AbstractsEarth & Environmental Science

Treatment of a multicomponent mining effluent using calcium hydroxide in a fluidized bed crystallizer

by Chiara Maharaj




Institution: University of Cape Town
Department:
Year: 2016
Posted: 02/05/2017
Record ID: 2092794
Full text PDF: http://hdl.handle.net/11427/20548


Abstract

Wastewater which primarily emanates from mining operations and manufacturing industries, has the potential for re-use if treated effectively. These wastewaters, which are typically characterized by high concentrations of dissolved inorganic salts are often disposed in evaporation ponds, which promotes the risk of ground water pollution and land wastage. Moreover, this forfeits the potential benefits of valuable salts recovered. The aim of this project was to investigate the treatment of multicomponent saline wastewater rich in sodium and magnesium sulphates, since these salts are prevalent in most wastewater streams. The intention was to treat the wastewater with a calcium hydroxide (Ca(OH)2) suspension in a laboratory scale seeded fluidised bed crystallizer, thereby precipitating gypsum and magnesium hydroxide. The objectives of this study were to investigate how the chosen reactor configuration, feed stream and reagent characteristics affect the conversion and recovery of gypsum and magnesium hydroxide over a range of wastewater concentrations.
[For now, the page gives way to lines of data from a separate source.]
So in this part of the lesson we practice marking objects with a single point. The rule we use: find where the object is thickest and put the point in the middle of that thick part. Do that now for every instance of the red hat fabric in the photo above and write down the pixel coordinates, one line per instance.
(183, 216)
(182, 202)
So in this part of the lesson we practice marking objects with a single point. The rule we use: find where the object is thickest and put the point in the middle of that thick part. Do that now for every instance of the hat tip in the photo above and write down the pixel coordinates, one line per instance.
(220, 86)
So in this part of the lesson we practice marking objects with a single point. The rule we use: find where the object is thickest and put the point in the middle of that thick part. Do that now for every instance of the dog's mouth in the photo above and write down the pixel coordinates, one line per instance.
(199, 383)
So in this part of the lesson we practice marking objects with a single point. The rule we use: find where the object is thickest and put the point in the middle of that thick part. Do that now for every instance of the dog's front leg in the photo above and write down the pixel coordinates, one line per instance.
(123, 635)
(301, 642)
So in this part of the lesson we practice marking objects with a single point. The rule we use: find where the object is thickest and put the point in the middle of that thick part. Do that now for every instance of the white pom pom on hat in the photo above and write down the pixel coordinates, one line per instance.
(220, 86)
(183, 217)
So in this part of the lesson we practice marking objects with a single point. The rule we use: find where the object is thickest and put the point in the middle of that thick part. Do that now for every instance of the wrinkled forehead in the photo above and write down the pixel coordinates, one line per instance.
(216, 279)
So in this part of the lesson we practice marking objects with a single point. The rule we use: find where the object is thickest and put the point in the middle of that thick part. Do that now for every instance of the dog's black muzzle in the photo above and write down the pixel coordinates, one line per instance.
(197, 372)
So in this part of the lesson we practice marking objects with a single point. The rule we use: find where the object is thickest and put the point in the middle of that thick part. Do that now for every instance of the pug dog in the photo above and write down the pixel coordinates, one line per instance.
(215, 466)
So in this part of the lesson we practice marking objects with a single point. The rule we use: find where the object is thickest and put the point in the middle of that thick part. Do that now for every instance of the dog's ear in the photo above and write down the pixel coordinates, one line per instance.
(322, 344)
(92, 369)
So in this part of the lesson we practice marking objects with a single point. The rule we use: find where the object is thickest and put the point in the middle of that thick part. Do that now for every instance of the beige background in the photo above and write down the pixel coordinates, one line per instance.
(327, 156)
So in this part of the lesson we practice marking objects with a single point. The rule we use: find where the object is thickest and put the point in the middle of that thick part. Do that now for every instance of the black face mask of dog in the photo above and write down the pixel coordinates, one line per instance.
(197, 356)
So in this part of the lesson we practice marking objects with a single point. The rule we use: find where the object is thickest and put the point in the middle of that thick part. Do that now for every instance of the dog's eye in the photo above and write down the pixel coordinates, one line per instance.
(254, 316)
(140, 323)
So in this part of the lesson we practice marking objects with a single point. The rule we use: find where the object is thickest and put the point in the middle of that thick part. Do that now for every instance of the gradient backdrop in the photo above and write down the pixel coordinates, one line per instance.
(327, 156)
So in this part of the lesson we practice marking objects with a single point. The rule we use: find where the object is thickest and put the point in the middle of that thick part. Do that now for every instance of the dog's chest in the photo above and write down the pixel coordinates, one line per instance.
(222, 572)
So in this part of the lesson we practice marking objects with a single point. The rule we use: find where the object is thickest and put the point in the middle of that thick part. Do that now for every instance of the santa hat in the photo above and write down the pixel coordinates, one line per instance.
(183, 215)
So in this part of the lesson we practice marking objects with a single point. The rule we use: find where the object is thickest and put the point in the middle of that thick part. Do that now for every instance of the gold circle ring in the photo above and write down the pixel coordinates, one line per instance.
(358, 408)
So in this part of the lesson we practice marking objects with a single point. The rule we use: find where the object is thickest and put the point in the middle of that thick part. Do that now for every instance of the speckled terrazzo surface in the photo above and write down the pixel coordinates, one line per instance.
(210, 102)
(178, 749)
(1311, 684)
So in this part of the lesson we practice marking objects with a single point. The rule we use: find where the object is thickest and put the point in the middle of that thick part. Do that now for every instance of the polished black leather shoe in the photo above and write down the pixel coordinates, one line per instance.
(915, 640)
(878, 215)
Particular focus was on reducing the formation of fines through the use of seeds and to get an insight into the possible precipitation mechanisms. It was important that the resulting precipitate product quality favoured effective separation from the treated water stream for re-use. Preliminary experiments were conducted over a feed concentration ranging from 1.5 g/L - 120 g/L (total sulphate salts) which was contacted with a stoichiometric amount of calcium hydroxide with respect to the sulphates in the stream, that is a Ca:SO4 ratio of 1:1 in the fluidised bed crystallizer. These experiments identified a feasible feed concentration range for operation (8 000 -35 000 mg/L). High inlet concentrations (≥ 50 000 mg/L) were not feasible due to rapid formation of a large mass of precipitates which disrupted fluidisation and caused the reactor contents to be elutriated. These high concentrations resulted in high rates of accumulation which necessitated the need for frequent intermittent product removal. Advisors/Committee Members: Lewis, Alison (advisor).